Numbers taking and passing AP exams move up again

More students taking, passing AP exams, but concerns linger over access

As Advanced Placement exams have expanded to a more diverse group of high school students, more failures and lower average results seemed almost inevitable. But recent high school graduates seem to be bucking the trend: For the first time on record, average scores, the percentage passing and top scores are all increasing.

In its annual report Wednesday on the AP Program, the College Board said nearly one-third of 2012 public high school graduates took AP tests, and nearly one in five received a passing score of 3 or higher on the five-point-scale exams offered in 34 subjects from calculus to history to studio art. Both figures are up substantially from a decade ago, when 18 percent of graduates took an exam and fewer than 12 percent earned a score of 3 or higher.

But more notably, the College Board said that for the first time since it began collecting data by class year in 2001, the mean exam score increased from the previous year, from 2.80 to 2.83. The percentage of all exams that earned at least a 3 also rose for the first time, and the 14.2 percent earning a top score of 5 was also the highest ever.

That's significant because it could boost the College Board's argument that there remain students out there who could succeed on AP exams if given the opportunity. And as the federal government, states and school districts aggressively push AP, the results could blunt criticism that AP expansion has become an obsession among educators, diverting resources from remedial work that low-performing students really need and setting them up to fail.

"What we see here through AP is some evidence you can both increase the number of students engaged in rigorous coursework, you can increase the diversity of students who take it, and you can keep those high standards and performance," said College Board vice president of communications Peter Kauffmann.

Trevor Packer, the College Board's senior vice president for the AP program, said "one year does not a trend make." But nor do the results look like a blip. After regular annual declines, scores stabilized last year, and early results from members of the class of 2013 who have already taken AP exams suggest the upward trend will continue next year.

Packer said it wasn't clear why results were improving, but said possible factors include colleges and universities taking AP scores and coursework more seriously (though Dartmouth College recently announced it would no longer accept AP credit). Course redesigns may also have helped, particularly in reducing the number of students getting the lowest score of 1.

Another factor could be the rising cost of college, with students taking more seriously the opportunity to get college credit and reduce the time it takes to earn degrees.

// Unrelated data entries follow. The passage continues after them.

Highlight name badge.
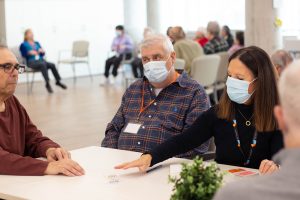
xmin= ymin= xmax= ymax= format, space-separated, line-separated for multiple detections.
xmin=35 ymin=55 xmax=40 ymax=60
xmin=123 ymin=122 xmax=142 ymax=134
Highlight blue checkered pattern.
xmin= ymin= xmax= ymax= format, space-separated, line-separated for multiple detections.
xmin=101 ymin=72 xmax=210 ymax=158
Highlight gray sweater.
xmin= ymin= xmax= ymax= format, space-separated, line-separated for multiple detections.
xmin=213 ymin=148 xmax=300 ymax=200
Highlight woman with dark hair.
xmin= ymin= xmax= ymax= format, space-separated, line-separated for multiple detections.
xmin=221 ymin=25 xmax=234 ymax=48
xmin=228 ymin=31 xmax=244 ymax=56
xmin=20 ymin=29 xmax=66 ymax=93
xmin=115 ymin=46 xmax=283 ymax=174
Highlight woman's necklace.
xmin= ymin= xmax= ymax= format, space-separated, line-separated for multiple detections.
xmin=237 ymin=108 xmax=254 ymax=126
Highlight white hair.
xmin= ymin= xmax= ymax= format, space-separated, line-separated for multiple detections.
xmin=139 ymin=33 xmax=174 ymax=54
xmin=143 ymin=27 xmax=155 ymax=38
xmin=279 ymin=60 xmax=300 ymax=128
xmin=207 ymin=21 xmax=220 ymax=37
xmin=271 ymin=49 xmax=293 ymax=69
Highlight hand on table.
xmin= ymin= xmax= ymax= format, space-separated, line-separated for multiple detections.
xmin=46 ymin=147 xmax=71 ymax=162
xmin=44 ymin=159 xmax=85 ymax=176
xmin=259 ymin=159 xmax=279 ymax=175
xmin=114 ymin=154 xmax=152 ymax=172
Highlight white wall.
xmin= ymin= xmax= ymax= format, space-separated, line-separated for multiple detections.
xmin=280 ymin=0 xmax=300 ymax=36
xmin=5 ymin=0 xmax=124 ymax=82
xmin=158 ymin=0 xmax=245 ymax=34
xmin=123 ymin=0 xmax=147 ymax=43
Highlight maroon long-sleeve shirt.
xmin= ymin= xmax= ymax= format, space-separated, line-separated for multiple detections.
xmin=0 ymin=95 xmax=60 ymax=175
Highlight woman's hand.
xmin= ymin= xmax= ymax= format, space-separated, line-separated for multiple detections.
xmin=259 ymin=159 xmax=279 ymax=175
xmin=114 ymin=154 xmax=152 ymax=172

More than 954,000 of last year's graduates, or 32.4 percent, took an AP exam, compared to 471,000 a decade before. But the College Board contends despite the growth, wide gaps in access remain, particularly for low-income and minority students. It estimates more than 300,000 students nationwide with "AP potential" — defined as a 60-percent predicted likelihood of passing an AP exam based on PSAT performance — did not take an AP exam.

Disparities by race remain substantial, even among students who appear to have a good chance at a passing score. Six in 10 Asian students with "AP potential" took math and science AP exams, compared to four in 10 white students, and three in 10 black and Hispanic ones.

Still, 26.6 percent of AP test-takers in last year's class were low-income, compared to just 11.5 percent for the class of 2003. That translates to more than 250,000 low-income students taking an AP exam, quadruple the figure from a decade ago.

The College Board, a not-for-profit membership organization that also operates the SAT exam, also said many states have made progress in narrowing AP access gaps for low-income and minority students.

It singled out Florida as the only state with a large Hispanic population to eliminate the "equity gap" in both AP participation and success with respect to Hispanic students. Hispanics account for 24.8 percent of Florida's graduating high school class, but a higher percentage of its AP test-takers and those passing the exam there.

For black students, however, there is not a single state with a substantial black population where black students have eliminated their AP "equity gap." Nationally, blacks accounted for 14.5 percent of high school graduates, but just 9.2 percent of those taking AP exams and 4.4 percent of those scoring 3 or higher.

Among other findings in the report:

—There remain large state-by-state disparities in participation and performance. Maryland had the highest percentage of graduates earning at least one score of 3 or higher (29.6 percent) and Mississippi the lowest (4.6 percent).

—The three most popular exams are English language and composition, U.S. history, and English literature and composition, each taken by more than 300,000 students last year. The rarest are Japanese and Italian language and culture, taken by fewer than 2,000.

—The annual report doesn't include results from private schools or overseas students. But among overseas AP test-takers, China for the first time surpassed Canada as the top country of origin.